Which Northstar VPS Plan Is Right for Your Application?
Choosing the right Northstar VPS plan comes down to one question: what does your application actually need right now? Not what it might need in two years — what it needs today. Oversizing costs money. Undersizing causes problems. Here is a plain-language breakdown.
The Development plan at $15/month is built for work that is not yet in front of real users. Personal projects, internal tools, staging environments, and prototypes fit here. Two vCPUs and 4GB RAM is enough to run a full application stack — a Next.js frontend, a backend API, and a development database — without any issues.
Production at $29.99/month is the most popular plan for a reason. It covers the majority of real production workloads: SaaS MVPs, B2B apps, customer-facing products, and API services. Four vCPUs and 8GB RAM handles concurrent users comfortably. Most teams stay on this plan from public launch through their first few hundred paying customers.
Performance at $39.99/month is the right upgrade when traffic grows. High-traffic marketing sites, apps with large databases, image processing pipelines, and background job workers all benefit from the jump to 8 vCPUs and 16GB RAM. If you are regularly hitting CPU or memory limits on Production, Performance is the next step.
Compute at $99.99/month is purpose-built for intensive workloads: LLM inference, AI applications, video processing, data pipelines, embedding generation, and anything that needs sustained high CPU with large memory headroom. Sixteen vCPUs and 64GB RAM provides the resource density these workloads require.

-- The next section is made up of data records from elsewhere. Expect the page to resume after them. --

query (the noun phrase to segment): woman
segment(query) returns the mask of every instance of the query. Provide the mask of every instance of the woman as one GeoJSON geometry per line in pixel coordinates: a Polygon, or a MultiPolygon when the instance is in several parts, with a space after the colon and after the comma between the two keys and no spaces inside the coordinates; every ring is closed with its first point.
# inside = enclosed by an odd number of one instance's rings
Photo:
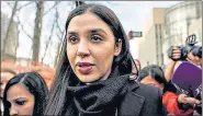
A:
{"type": "Polygon", "coordinates": [[[163,115],[160,91],[129,80],[129,45],[109,8],[69,14],[59,61],[45,115],[163,115]]]}
{"type": "Polygon", "coordinates": [[[150,65],[143,68],[139,72],[138,81],[154,85],[163,91],[162,104],[170,114],[188,116],[193,113],[192,105],[200,104],[199,100],[178,92],[171,82],[168,83],[159,66],[150,65]],[[185,104],[188,104],[187,107],[185,104]]]}
{"type": "Polygon", "coordinates": [[[48,88],[36,72],[14,76],[3,94],[4,115],[42,115],[48,88]]]}

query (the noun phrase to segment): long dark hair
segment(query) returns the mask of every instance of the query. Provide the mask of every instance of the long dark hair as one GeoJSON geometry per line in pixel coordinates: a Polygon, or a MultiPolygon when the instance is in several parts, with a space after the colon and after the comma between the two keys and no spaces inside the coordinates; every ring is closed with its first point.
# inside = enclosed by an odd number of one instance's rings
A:
{"type": "MultiPolygon", "coordinates": [[[[114,34],[115,45],[119,43],[119,39],[122,40],[122,50],[119,56],[114,57],[112,70],[117,67],[121,76],[131,73],[132,55],[129,53],[129,44],[121,22],[119,21],[115,13],[109,8],[99,4],[83,4],[76,8],[68,15],[65,26],[66,31],[72,18],[83,14],[87,11],[98,15],[110,26],[114,34]]],[[[67,95],[69,93],[67,92],[66,86],[76,85],[79,82],[68,61],[66,48],[67,39],[65,38],[55,80],[52,85],[48,103],[45,109],[45,115],[61,115],[65,113],[67,108],[66,106],[69,104],[69,102],[71,102],[71,95],[67,95]]]]}
{"type": "Polygon", "coordinates": [[[11,107],[10,103],[7,101],[8,90],[18,83],[23,84],[23,86],[34,95],[35,104],[33,115],[42,115],[46,105],[48,88],[44,79],[37,72],[19,73],[8,82],[3,93],[4,115],[10,114],[9,109],[11,107]]]}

If you are uncertain, start on Production. It is sized for the workload most developers actually have, and upgrading is seamless — no migration, no re-provisioning, no downtime. Moving from Development to Production when you launch takes about 30 seconds in the dashboard.
A good rule of thumb: if you are asking whether you need to upgrade, monitor your resource usage first. If CPU regularly exceeds 70% at peak or you are approaching your RAM limit, it is time. If you have comfortable headroom, you are on the right plan.